Monday, March 05, 2007

Lamb-Stuffed Artichoke Hearts

This dish is Greek-inspired, though it tastes very Middle Eastern with the spices and lamb. Though it dramatically raised my butcher's eyebrows when I requested the ground lamb, it is very delicious.

About 1/2 pound of ground lamb
2 TBSP minced parsley
salt and pepper
1/4 tsp. each coriander, cumin and cardamon
1 egg, beaten
Combine all together, mixing well. Set aside.

1 small onion, chopped
2 TBSP pine nuts
about 2 TBSP olive oil
Saute the onion until golden, then add the pine nuts. Stir until the nuts begin to color. Cool.
Add this to the meat mixture.

Clean 5 or 6 artichokes, pulling off all the tough outer leaves and cutting about 1/3 off the tops.
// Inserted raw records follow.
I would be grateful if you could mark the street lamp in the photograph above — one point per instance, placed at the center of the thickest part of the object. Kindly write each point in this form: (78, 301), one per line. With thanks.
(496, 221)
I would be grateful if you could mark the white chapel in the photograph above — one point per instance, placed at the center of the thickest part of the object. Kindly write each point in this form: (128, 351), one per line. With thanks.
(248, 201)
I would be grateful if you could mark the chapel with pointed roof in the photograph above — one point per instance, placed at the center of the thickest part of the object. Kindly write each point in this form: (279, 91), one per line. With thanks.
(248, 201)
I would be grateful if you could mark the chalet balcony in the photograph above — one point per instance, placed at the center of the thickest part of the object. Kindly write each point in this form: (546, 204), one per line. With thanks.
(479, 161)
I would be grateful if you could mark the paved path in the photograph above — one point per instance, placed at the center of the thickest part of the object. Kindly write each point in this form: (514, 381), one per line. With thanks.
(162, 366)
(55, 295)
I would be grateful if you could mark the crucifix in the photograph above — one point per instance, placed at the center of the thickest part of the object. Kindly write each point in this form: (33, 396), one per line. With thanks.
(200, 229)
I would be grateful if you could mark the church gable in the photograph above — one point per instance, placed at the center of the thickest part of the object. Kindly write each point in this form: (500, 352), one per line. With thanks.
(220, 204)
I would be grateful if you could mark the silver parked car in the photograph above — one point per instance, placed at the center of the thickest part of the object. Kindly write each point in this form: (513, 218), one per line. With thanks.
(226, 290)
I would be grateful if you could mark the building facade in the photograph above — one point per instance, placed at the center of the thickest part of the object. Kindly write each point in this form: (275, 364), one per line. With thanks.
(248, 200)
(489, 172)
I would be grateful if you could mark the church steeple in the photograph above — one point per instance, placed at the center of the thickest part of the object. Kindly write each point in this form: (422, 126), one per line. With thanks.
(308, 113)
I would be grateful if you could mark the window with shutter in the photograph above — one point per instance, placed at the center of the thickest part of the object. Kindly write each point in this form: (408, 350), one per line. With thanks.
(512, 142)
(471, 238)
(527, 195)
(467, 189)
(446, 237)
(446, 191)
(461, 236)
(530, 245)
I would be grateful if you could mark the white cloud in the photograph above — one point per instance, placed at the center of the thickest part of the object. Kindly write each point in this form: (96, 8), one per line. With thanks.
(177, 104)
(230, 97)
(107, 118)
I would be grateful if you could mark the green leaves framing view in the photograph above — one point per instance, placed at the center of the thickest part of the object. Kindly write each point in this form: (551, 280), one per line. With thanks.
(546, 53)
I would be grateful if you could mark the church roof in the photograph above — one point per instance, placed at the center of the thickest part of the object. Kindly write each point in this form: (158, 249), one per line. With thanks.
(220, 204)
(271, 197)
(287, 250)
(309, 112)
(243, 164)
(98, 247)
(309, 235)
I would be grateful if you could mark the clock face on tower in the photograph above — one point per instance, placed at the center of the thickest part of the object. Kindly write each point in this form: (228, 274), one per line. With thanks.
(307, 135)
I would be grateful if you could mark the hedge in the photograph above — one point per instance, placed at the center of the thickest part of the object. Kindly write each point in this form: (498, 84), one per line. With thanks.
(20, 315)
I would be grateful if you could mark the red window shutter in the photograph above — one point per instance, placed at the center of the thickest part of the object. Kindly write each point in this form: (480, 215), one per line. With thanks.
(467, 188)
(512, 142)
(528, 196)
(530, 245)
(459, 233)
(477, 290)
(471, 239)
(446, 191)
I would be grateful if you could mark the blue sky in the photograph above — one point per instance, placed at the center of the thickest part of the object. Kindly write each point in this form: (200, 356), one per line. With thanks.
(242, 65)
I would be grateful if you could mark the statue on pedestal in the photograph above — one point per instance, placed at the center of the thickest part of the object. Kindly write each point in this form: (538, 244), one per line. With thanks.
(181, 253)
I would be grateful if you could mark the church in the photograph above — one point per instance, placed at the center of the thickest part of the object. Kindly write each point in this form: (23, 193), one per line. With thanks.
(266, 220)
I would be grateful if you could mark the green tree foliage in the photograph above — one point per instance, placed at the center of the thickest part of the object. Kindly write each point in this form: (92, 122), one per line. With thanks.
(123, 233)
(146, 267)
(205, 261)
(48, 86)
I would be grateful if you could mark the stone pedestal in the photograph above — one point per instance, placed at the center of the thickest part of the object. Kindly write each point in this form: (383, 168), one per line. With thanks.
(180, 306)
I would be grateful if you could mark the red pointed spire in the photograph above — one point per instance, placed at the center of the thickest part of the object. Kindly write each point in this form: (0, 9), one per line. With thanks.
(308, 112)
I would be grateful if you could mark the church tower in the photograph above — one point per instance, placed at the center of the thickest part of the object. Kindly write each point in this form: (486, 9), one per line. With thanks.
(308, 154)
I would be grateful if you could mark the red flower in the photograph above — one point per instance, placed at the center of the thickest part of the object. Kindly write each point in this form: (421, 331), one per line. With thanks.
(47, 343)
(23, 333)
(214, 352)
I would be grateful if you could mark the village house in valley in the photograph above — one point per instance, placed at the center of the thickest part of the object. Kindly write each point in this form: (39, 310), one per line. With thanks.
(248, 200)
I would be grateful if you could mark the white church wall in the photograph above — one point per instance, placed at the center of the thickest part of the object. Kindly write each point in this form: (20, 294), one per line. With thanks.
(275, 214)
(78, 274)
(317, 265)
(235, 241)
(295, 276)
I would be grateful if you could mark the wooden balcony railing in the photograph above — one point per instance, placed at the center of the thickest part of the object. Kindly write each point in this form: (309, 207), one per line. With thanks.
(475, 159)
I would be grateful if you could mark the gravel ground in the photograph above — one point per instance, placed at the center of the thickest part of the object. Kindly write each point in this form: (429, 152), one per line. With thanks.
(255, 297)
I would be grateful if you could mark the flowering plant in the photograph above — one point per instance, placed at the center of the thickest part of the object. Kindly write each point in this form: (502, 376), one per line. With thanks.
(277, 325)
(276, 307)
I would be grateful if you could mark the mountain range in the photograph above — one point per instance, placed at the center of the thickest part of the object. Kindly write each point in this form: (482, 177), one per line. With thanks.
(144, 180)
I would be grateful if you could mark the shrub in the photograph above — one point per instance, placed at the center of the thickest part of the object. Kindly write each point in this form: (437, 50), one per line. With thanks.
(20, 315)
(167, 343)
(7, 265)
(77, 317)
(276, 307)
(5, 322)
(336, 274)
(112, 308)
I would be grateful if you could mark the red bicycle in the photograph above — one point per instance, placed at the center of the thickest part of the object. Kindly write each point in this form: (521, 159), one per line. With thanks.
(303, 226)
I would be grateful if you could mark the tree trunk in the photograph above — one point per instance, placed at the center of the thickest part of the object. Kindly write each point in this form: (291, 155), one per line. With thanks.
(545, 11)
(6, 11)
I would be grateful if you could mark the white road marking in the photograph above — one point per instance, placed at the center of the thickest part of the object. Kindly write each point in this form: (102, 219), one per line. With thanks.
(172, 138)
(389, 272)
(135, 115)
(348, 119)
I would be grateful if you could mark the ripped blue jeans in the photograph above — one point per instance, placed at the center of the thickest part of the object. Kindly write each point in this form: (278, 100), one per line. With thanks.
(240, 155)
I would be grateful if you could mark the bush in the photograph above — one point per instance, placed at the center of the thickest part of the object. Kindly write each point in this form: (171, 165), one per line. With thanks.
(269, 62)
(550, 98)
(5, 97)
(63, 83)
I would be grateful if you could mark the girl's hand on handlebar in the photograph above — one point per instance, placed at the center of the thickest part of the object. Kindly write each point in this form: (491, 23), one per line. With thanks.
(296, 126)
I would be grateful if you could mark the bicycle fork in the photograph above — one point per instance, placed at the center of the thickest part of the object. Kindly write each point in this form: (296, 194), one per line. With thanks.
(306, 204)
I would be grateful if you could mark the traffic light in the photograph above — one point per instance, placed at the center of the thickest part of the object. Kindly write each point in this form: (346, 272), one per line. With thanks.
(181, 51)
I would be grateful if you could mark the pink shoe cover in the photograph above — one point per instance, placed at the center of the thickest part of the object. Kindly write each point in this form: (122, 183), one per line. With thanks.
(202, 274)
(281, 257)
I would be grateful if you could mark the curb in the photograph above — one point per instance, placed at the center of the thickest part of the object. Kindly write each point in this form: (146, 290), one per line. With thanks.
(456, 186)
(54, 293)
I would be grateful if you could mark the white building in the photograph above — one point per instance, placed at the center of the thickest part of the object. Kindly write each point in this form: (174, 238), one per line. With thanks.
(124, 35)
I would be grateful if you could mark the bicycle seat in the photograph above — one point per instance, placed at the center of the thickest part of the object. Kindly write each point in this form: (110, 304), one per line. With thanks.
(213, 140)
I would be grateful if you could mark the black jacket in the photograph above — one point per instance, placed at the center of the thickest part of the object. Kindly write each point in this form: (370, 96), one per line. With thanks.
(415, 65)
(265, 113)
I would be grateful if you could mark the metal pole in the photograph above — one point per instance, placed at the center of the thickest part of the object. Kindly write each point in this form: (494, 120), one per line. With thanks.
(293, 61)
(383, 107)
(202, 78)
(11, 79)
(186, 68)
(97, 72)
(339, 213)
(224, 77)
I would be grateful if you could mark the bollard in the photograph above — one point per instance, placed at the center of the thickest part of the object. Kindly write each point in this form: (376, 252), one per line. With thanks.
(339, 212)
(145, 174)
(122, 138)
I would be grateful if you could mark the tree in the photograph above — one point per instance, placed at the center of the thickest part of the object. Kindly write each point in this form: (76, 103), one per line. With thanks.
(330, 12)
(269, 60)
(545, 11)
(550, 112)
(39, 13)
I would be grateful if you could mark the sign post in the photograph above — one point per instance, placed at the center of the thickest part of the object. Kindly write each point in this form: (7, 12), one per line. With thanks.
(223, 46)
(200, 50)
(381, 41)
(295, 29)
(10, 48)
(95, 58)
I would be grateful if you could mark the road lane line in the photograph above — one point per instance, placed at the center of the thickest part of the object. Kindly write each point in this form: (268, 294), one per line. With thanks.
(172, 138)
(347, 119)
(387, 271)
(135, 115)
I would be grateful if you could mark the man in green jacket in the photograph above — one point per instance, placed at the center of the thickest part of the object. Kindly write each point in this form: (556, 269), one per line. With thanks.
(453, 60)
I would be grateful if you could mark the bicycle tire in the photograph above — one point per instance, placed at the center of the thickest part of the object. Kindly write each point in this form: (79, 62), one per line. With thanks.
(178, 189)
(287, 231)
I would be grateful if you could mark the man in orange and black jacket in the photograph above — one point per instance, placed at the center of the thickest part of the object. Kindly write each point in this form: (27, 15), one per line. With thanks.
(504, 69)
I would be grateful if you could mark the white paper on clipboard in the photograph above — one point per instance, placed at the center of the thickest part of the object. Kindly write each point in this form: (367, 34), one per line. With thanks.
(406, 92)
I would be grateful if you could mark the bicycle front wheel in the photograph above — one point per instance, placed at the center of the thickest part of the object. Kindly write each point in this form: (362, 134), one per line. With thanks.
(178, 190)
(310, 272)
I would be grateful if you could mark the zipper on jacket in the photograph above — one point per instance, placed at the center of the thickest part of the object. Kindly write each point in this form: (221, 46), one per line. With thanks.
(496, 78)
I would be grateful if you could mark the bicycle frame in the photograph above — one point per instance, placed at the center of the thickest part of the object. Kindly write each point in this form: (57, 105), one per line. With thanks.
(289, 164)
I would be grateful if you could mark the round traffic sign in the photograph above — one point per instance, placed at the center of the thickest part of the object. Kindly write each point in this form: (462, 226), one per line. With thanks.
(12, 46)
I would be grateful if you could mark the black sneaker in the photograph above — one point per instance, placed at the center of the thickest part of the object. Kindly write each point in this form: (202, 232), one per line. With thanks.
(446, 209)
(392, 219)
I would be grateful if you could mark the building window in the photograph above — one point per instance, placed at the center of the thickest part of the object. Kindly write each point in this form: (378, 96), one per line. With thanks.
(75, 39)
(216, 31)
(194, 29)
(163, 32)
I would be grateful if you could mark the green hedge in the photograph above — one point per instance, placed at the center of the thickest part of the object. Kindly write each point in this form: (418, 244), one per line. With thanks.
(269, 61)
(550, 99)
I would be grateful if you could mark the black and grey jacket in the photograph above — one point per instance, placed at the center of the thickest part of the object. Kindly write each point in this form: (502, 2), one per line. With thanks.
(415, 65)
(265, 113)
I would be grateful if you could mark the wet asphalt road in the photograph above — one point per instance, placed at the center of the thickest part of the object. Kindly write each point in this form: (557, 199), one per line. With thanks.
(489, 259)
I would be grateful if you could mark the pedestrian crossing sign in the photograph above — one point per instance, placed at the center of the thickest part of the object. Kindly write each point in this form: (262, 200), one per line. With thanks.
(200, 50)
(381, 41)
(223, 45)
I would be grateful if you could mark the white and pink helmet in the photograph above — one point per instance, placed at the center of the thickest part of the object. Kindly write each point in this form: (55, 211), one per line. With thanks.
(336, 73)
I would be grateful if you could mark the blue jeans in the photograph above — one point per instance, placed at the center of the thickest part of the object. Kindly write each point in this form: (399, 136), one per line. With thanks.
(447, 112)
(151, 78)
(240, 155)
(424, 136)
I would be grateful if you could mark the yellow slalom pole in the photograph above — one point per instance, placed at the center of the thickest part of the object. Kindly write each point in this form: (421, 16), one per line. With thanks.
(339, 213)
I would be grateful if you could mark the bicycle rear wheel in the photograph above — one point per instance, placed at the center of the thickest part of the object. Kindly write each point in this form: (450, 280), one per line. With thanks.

Slice in half and scoop out the hairy choke. Fill each with the meat mixure, mounding it up. (Alternatively, if you are able to find frozen artichoke bottoms you can use those for a faster and easier dish!) Place in an oven-proof baking dish.

In a small bowl, combine the juice of 1 lemon, 1 tablespoon of olive oil, and about one cup of water. Pour into the bottom of the baking dish, cover and bake at 350 for about 30 minutes, until the artichokes are tender and the meat is cooked through.